Netflix is an honorarium award. They told us they didn't want to take any funding, but they're excited to receive the award. They want to put the funding back into the National Federation of the Blind. [applause] Not only does Netflix guarantee audio description (AD) for all its original content, but it listens to blind customers and is adding audio description to other popular series such as Breaking Bad and Mad Men. Netflix offers audio description in numerous languages and even offers AD in English for some of its foreign titles.

Whenever the organized blind has brought an issue to Netflix, such as making Squid Game accessible with English AD [cheering] or offering guidance on screenplays featuring a blind character, Netflix has listened.

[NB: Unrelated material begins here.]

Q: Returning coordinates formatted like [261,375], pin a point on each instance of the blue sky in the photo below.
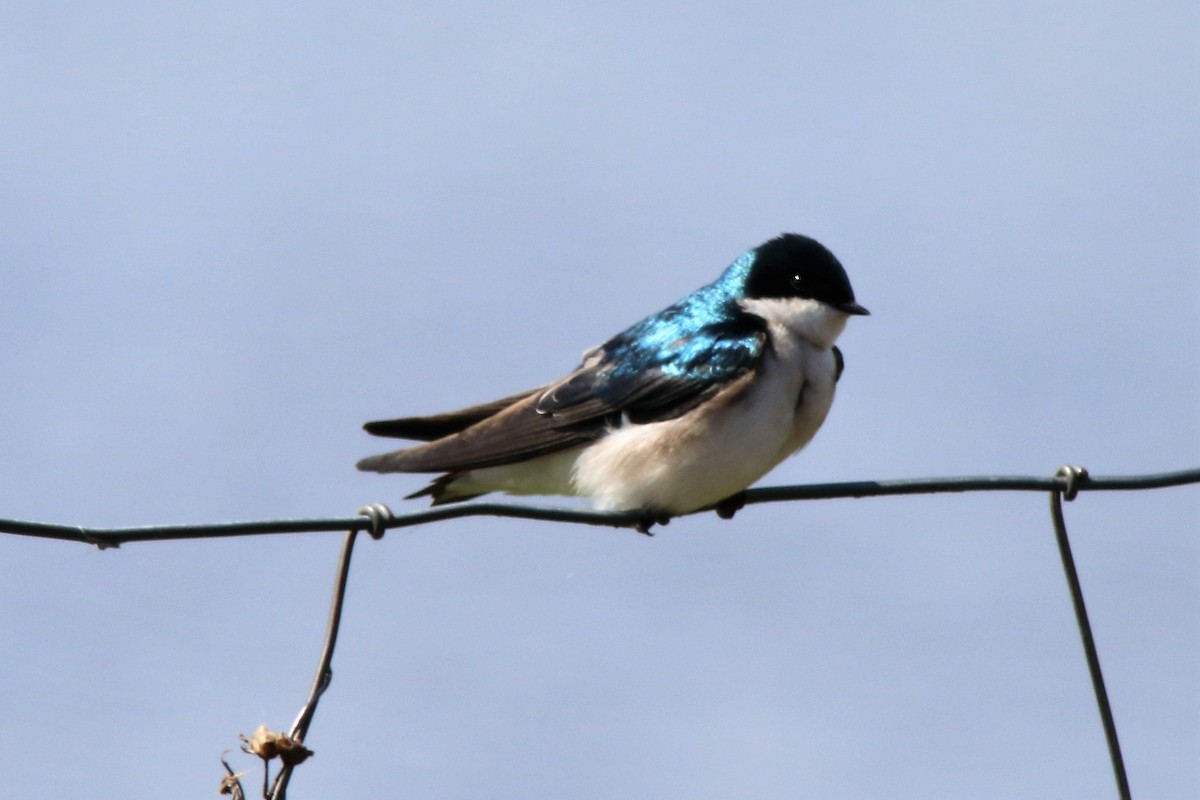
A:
[235,232]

Netflix even has an upcoming feature that will have an authentic blind person playing a blind character! [cheering and applause] How is that for authenticity! [applause] Elisa and Shanta, this is such a pleasure to give to you. Thank you.

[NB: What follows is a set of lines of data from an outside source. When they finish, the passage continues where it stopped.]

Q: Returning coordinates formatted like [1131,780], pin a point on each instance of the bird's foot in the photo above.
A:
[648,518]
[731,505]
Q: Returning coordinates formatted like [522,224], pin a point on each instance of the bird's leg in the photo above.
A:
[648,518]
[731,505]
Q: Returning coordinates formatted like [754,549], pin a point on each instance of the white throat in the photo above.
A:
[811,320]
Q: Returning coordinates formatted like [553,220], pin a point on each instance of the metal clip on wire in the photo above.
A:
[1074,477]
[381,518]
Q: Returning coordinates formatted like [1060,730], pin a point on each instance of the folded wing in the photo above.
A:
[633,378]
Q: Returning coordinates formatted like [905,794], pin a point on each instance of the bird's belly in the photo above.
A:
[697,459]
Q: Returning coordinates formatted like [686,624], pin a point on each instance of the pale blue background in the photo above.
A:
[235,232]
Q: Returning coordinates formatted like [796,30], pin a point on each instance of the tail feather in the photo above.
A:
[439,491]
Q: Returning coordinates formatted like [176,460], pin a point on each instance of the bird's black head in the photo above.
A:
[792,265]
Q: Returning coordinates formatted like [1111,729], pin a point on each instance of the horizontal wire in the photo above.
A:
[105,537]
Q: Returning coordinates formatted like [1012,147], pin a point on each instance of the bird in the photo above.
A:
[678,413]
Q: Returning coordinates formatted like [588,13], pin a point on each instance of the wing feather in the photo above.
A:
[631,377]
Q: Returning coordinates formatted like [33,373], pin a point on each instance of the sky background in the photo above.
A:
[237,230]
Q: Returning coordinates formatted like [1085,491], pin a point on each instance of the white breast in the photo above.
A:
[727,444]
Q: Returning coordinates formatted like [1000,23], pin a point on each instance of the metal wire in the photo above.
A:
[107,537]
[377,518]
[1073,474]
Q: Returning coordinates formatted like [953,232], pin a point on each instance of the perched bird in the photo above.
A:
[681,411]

Now, our final organizational award winner: 64 Ounce Games! [applause] We are awarding 64 Ounce Games with our largest award, $20,000. [applause] Karen Anderson, who nominated them, said this: "We in the National Federation of the Blind know that Braille and tactile literacy open endless possibilities, and for nearly a decade, 64 Ounce Games has worked to unlock that world of possibilities and fun by putting Braille and tactile graphics at the fingertips of more blind children and adults. To do so in a fun and engaging way, they created and sell accessibility kits that, when paired with a mainstream game sold at any retailer, make that game fully accessible!" [cheering and applause] So, unfortunately, Richard and Emily Gibbs, who are the owners of 64 Ounce Games, contracted COVID a couple of days ago and had to go home. Now, accepting their award and making sure that they'll get their award is Karen Anderson, who nominated them. [cheering and applause]

Thank you, Karen. Emily, are you there?

EMILY: Yes, we're here.

EVERETTE BACON: Would you like to say a few words, Emily?

RICHARD: I'm here as well, this is Richard Gibbs. Thank you so much for this honor. We're happy to be able to be here with you today virtually. We want to thank our family, especially both of our parents, who have supported us over the years. They've helped us to make more games for BELL Academy, they've been invaluable to help with our five kids, and despite being skeptical, they trusted us when we left two days after our wedding to start a new adventure in a small city. Perhaps you've heard of it—Ruston, Louisiana! [cheering and applause] There, Emily completed her TBS. We made many blind friends, and we saw the need for accessible board games in this community. In particular, we'd like to thank Dr. Ruby Riles, who is the reason that we both know Braille. From there we moved on to teaching, and eventually we found ourselves on a new mission—to help make the games that I love accessible.

EMILY: Our initial Kickstarter found support in the sighted board game community and the organized blind movement. So many people in this room have helped make our dream a reality. We have always had the support of our Federation family. Rachel Olivero, and Karen Anderson have been there from the very beginning supporting and playing our games. We would not be here today without their confidence in us. The Texas affiliate—especially Norma and Glenn Crosby—they have been our play testers and our advisors from the very start. We intend to use this award to continue to bring games to the blind community, to expand our Braille teaching tools, and to refine our tactile graphics. We have big plans for the future. Thank you again.

EVERETTE BACON: Let's give all of these winners a huge Federation cheer! Mr. President, these are the 2022 Bolotin Awards.